Figure 5-24 Brokering Group Configuration
The Brokering Group configuration image provides information about how the Identity Provider Brokering group is configured with Service Provider Brokering Group.
Identify the Company and Partners’ Identity Providers.
Company 1 Brokering Group is configured with their Identity Server.
1a is the partner of Company 1 Brokering Group configured with Service Provider Brokering Group that is Novell Identity Server.
The federation is established between the company and partners’ Identity Provider and the Service Provider Brokering Group that is Novell Identity Server.
Company 1 Brokering Group is configured with their Service Provider Brokering Group that is Novell Identity Server.
2a is the partner of Company 1 Brokering Group configured with Service Provider Brokering Group that is Novell Identity Server.
Create a new brokering group.
The Service Provider manages the brokering group based on roles.
Roles based on Identity Provider authentication.
Roles based on Service Provider brokering authentication.
Assign the Identity Providers and Service Providers.
Using Liberty, SAML 1.1, and SAML 2.0 protocols define policies and do the intersite transfer around the Service Provider Brokering feature.
Using the Brokering Service construct URLs.
Construct URL for each Identity Provider and Service Provider pair.

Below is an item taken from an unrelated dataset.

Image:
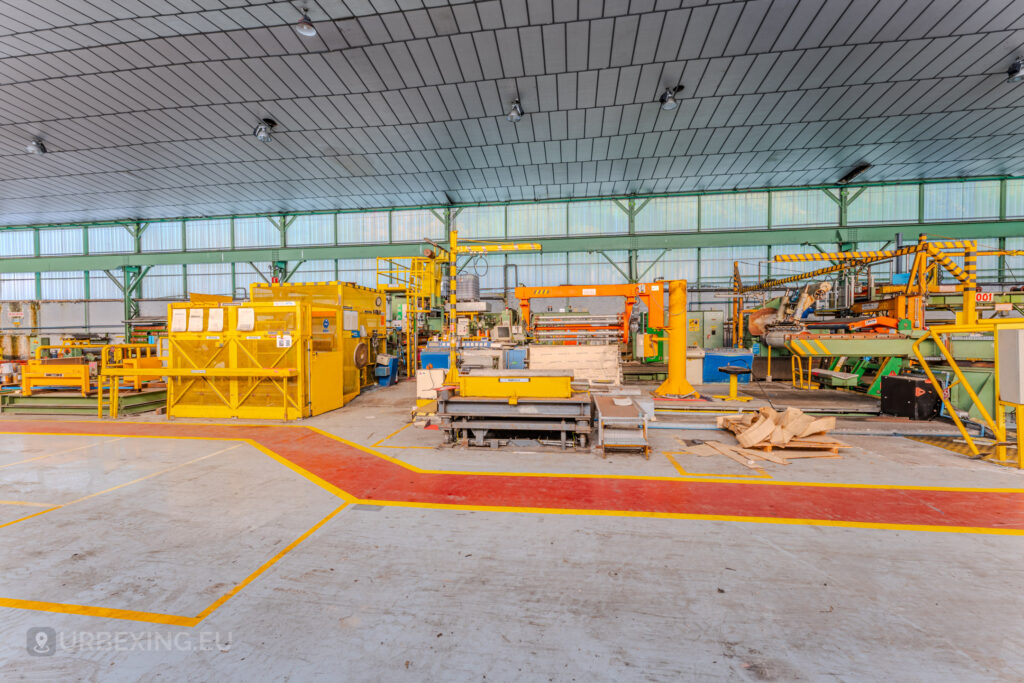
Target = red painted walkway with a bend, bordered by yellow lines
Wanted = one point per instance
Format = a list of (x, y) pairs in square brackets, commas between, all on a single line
[(369, 478)]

Figure 5-25 Brokering Group Flow
Identity Server is being shared to provide Service Provider brokering to a set of logical customers. Company 1 has one partner. All the trusted providers are configured at one broker Identity Server
User clicks on URL1. The browser send a request to https://idp.customer1.com/nidp/saml2/idpsend?PID=https://brokeridp.verizon.com/nidp/saml2/metadata&ID=partner1-sp-id&TARGET=https://www.partnerapp.partner1.com
Customer Identity Provider prompts the user for credentials if not already logged in. User logs in at Customer-1-IDP. The Identity Provider then performs an inter site transfer to Identity Provider Broker. This involves creating an sp-assertion-consumer-URL request and redirects the user to the following URL which eventually lands at Broker Identity Providers’ Assertion Consumer URL https://brokeridp.abc.com/nidp/saml2/sp_assertion_consumer
POST contents will include SAML Artifact = <artifact> and RelayState=https://brokeridp.abc.com/nidp/saml2/?idpsend=partner1-sp-id&TARGET=https://www.partnerapp.partner1.com
The service provider assertion consumer URL processing includes a hook to enforce broker rules.

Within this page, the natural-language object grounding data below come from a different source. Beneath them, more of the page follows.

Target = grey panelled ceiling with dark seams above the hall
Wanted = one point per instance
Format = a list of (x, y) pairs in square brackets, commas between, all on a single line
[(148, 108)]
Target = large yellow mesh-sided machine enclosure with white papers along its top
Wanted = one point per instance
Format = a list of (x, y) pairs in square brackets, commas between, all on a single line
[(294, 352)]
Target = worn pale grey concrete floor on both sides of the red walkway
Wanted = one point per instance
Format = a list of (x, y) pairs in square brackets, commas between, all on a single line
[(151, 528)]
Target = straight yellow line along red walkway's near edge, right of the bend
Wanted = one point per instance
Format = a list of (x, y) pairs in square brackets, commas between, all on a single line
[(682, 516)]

From the Artifact, it finds the trusted provider that it is receiving the artifact from origin trusted provider.
If the RelayState contains IDPsend, then it finds the target trusted provider from the RelayState and also finds the target.
Using origin trusted provider, the group to which this brokering request belongs is found and a search is made for the policies representing origin trusted provider, target trusted provider and brokering service provider.
At this time, only role is unknown. A decision can be taken if the brokering is allowed between origin trusted provider and target tested provider for a particular target or not. If it is allowed then it is proceeded to the next step of artifact resolution.
after this request needs further processing of role enforcement which will be known only after an assertion is received from customer identity provider, a flag is set on the Novell identity provider session object. This flag (Broker_role_enforcement) is checked during assertion processing.
Artifact resolution happens at customer identity server.
Artifact resolution response is sent to the broker identity server which contains the assertion.
A new hook is made in the assertion processing.
If Broker_role_enforcement flag is set on the session, then Roles are identified for this userBroker rules are again enforced for the Roles.
If the brokering is not allowed for the Role an error message is displayed at the browser. Otherwise the browser is redirected back to the Broker Identity Server (to itself) with the following URL https://brokeridp.verizon.com/nidp/saml2/?idpsend=partner1-sp-id&TARGET=https://www.partnerapp.partner1.com
Intersite transfer is now made to the DSP with the following URL https://partner.idp.com/nidp/saml2/spassertion_consumer
The POST message contains SAML Artifact and RelayState (which contains the target URL).
The partner service provider verifies the artifact over SOAP back channel with broker identity servers.
Broker Identity Servers resolves the artifact and sends the assertion.
Partner Service Providers redirects the browser to the target URL (https://www.partnerapp.partner1.com). It sets its cookie on the browser during the redirection. At this time the user has a valid authenticated session on Partner Service Provider.
The Partnerapp.partner1.com validates the session and provides access to the user.